You add support for document conversion by making the DataSourceRuntime class implement either the BinaryContentFileProvider interface or the BinaryContentInputStreamProvider interface.
The BinaryContentFileProvider interface allows the extension to pass a file to IAS Server so IAS Server can perform document conversion. The interface provides a getBinaryContentFile() method that takes a Record as input and uses a property on the Record to identify the file to read. IAS Server then reads the file directly or caches it locally (optional) and then reads the file.
The BinaryContentInputStreamProvider interface allows the extension to download and convert binary contents to an input stream so IAS Server can read the input stream and perform document conversion. A common scenario is one where the data source extension connects to a database to read content. The interface provides a getBinaryContentInputStream() method that takes a Record as input and uses a property on the Record to identify the content to read. IAS Server then caches the content locally (not optional) and reads the content as an input stream.
During the document conversion process, IAS Server examines the file, extracts the text of the file, and stores the text as the Endeca.Document.Text property on the Record. In both interfaces, the IAS Server manages file access, local file download (if enabled), temporary files, and caching.
An extension developer needs to implement one of the binary content provider interfaces, but not both, to support document conversion. An IAS application developer specifies whether document conversion is enabled by configuring the data source in XML create configuration file, by using the IAS Server API (TextExtractionConfig), or by using the IAS Server Command-line Utility.

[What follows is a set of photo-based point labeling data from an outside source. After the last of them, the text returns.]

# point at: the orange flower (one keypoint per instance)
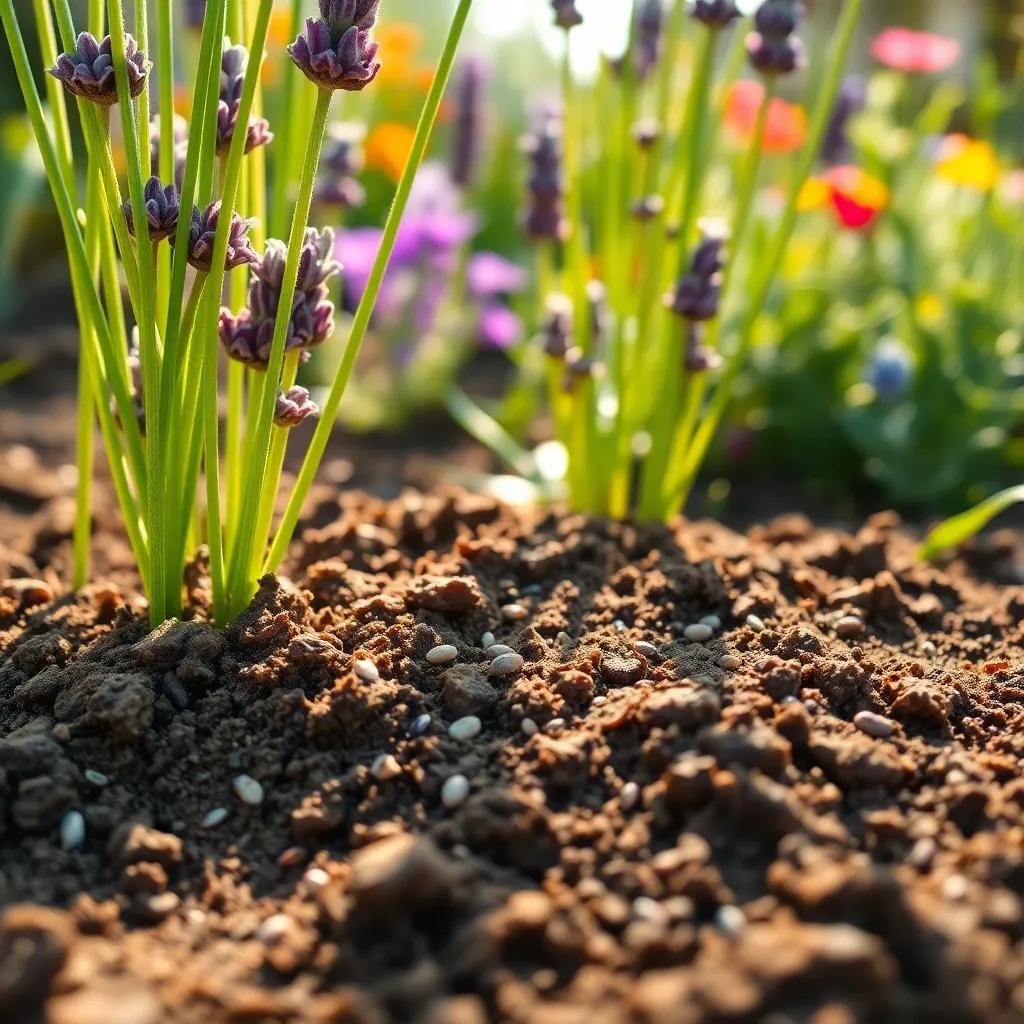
(786, 126)
(388, 146)
(969, 162)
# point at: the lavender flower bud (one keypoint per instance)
(347, 62)
(233, 62)
(202, 231)
(468, 123)
(774, 48)
(162, 209)
(294, 408)
(88, 72)
(566, 15)
(716, 13)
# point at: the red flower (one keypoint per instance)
(915, 51)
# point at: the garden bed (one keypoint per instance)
(690, 830)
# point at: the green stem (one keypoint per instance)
(317, 445)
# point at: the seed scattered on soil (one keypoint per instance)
(72, 830)
(875, 725)
(455, 791)
(367, 671)
(248, 791)
(215, 817)
(465, 728)
(507, 665)
(443, 654)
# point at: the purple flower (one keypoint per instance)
(294, 408)
(88, 72)
(162, 208)
(233, 62)
(347, 62)
(202, 231)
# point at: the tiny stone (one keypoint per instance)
(248, 791)
(875, 725)
(367, 671)
(698, 633)
(386, 767)
(629, 797)
(465, 728)
(72, 830)
(849, 627)
(443, 654)
(214, 817)
(507, 665)
(455, 791)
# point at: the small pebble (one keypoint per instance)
(875, 725)
(507, 665)
(385, 767)
(443, 654)
(248, 791)
(465, 728)
(629, 796)
(367, 671)
(513, 612)
(420, 725)
(849, 627)
(455, 791)
(72, 830)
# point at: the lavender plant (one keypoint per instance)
(151, 373)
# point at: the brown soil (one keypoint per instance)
(686, 832)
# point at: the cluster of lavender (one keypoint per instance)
(698, 294)
(337, 183)
(545, 214)
(336, 51)
(249, 336)
(774, 47)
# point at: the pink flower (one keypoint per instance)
(911, 51)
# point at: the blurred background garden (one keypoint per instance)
(887, 368)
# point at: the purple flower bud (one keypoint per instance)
(716, 13)
(88, 72)
(201, 236)
(162, 208)
(566, 15)
(294, 408)
(350, 62)
(233, 62)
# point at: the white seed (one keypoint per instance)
(367, 671)
(214, 817)
(698, 633)
(386, 767)
(507, 665)
(455, 791)
(465, 728)
(248, 791)
(443, 654)
(72, 830)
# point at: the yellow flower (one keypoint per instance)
(969, 162)
(388, 146)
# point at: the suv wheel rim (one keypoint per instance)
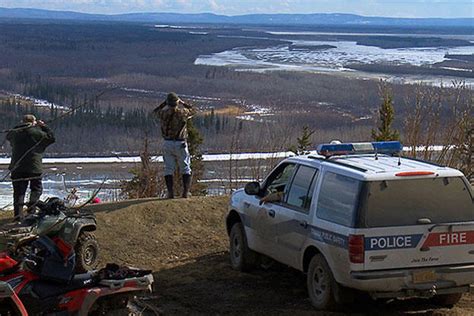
(320, 284)
(89, 255)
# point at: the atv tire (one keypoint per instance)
(87, 252)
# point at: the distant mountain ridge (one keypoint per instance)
(263, 19)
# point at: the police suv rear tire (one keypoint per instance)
(87, 252)
(322, 287)
(447, 300)
(242, 258)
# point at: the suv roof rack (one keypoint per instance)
(338, 163)
(346, 165)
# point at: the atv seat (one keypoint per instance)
(45, 289)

If document conversion is enabled, an IAS data developer can also specify whether IAS Server should cache the file locally before reading it.
To see an example of how BinaryContentFileProvider.getBinaryContentFile() is used, see the IAS sample extension in <install path>\IAS\<version>\sample\ias-extensions\src\main\com\endeca\ias\extension\sample\datasource\directory\DirectoryDataSourceRuntime.java.
To see an example of how BinaryContentInputStreamProvider.getBinaryContentInputStream() is used, see the IAS sample extension in <install path>\IAS\<version>\sample\ias-extensions\src\main\com\endeca\ias\extension\sample\datasource \blob\BlobDataSourceRuntime.java.